The things I’ll keep

The+things+Ill+keep

Ilena Peng

My childhood struggle with the concept of memories materialized in a form that almost all children can relate to — stuffed animals. I’d leave the house with my mom for a walk, stuffed animal in hand. And often, I’d return without it, bursting into tears upon realizing that it was gone far too late. I could only remember it being there and being gone — never anything in between.

Teary-eyed, I kept losing things for another five years or so — jackets, toys, pencils. My mom always reassured me that they were replaceable, but what frustrated me was the way my mind faltered when I tried to retrace my steps. I wasn’t terrified of losing those items — I forgetting about them altogether.

And the terror of forgetting spawned a series of collections, some more ridiculous than others. A binder full of National Park brochures, a row of bags filled with every dance costume I’ve ever worn, a plastic cup from the Hilton hotel we stayed at in Hawaii. This was my way of preserving the details. I wanted the ability to put myself back in that place, to hide in the past. I’d never want to go back to high school. But I know that next year, I’ll try to remember this place again and again, craving the comfort of nostalgia.

I remember the room filling with incessant shouting during APUSH group quizzes and then a sudden silence as we hoped we’d gotten the answers right. I remember leaning my elbows on the stage to take a picture during a drama production’s dress rehearsal. I remember decorating the whiteboard in room A111 with green and red markers, even though Christmas was three months ago.

Most of high school feels like a blur of stereotypes — muted whispers of stress, faint memories of exams, quiet chirps of birds reminding me I should probably be asleep by now. Yet these are some of the moments that stand out boldly against the monotonous backdrop of school. They would be impossible to forget. But that doesn’t stop me from hanging name tags from my lamp, leaving hotel room keys on my bedside table and listing the events of my life in a journal.

Other things are harder to remember — the feel of my worn polyester-silk blanket, the taste of my favorite Earl Grey milk tea from TeaTop, the melody of my mom’s favorite Taiwanese songs. I’ll try to remember that one time in fourth grade when the air smelled like peppermint after one of California’s rare rains. I’ll try to picture the green filter of trees curving overhead to form a tunnel along my favorite path. I’m clinging onto these feelings, somehow fearful that the memories will dissolve when I leave this city.

It’s only now that I realize that I do remember some of the things I left behind. I remember an olive-green knit jacket sitting on a table next to the door of my elementary school music room. I remember leaving a bunny patterned with glow-in-the-dark stars behind in the dirt lining the sidewalk on one of those walks with my mom.

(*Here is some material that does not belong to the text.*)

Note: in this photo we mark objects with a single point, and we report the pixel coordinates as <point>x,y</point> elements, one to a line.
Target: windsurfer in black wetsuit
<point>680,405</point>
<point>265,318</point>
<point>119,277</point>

If I can remember those moments, surely I will remember these places and the people who occupy them. Surely it’s impossible to forget the laughter surrounding our family’s mahjong table, the time my sister came to the airport just so she could hand me my new stuffed animal the instant I got into the car, or the conversations I’ve had at 2 a.m. about French homework and friend drama.

I’m scared that somehow the future will find a way to replace these memories because I need them — they give me familiarity in a world where every day is a series of unanswered questions. In June, I’ll leave MVHS. Two months after that, I’ll find myself alone on the other side of the country. I know I can’t take all the little trinkets I’ve stashed in my room with me, and I’m scared that without them, I won’t be able to remember what it felt like to be home.

I will always stay in the compulsive habit of dividing my life into collections and journals, but next year will be different. Next year, the collections themselves will be divided — my treasured pile of mementos will stay here as another pile builds in my dorm room. Maybe I’ll become so preoccupied with remembering those new moments that this life in Cupertino will seem like it’s fading away.

In those moments when I feel too close to forgetting, I’ll comfort myself with the knowledge that these collections will never be more than a flight away. These memories will never be more than a daydream away. Besides, I still remember the little bunny patterned with glow-in-the-dark stars, and I think that perhaps I’ve broken my childhood habit of forgetting.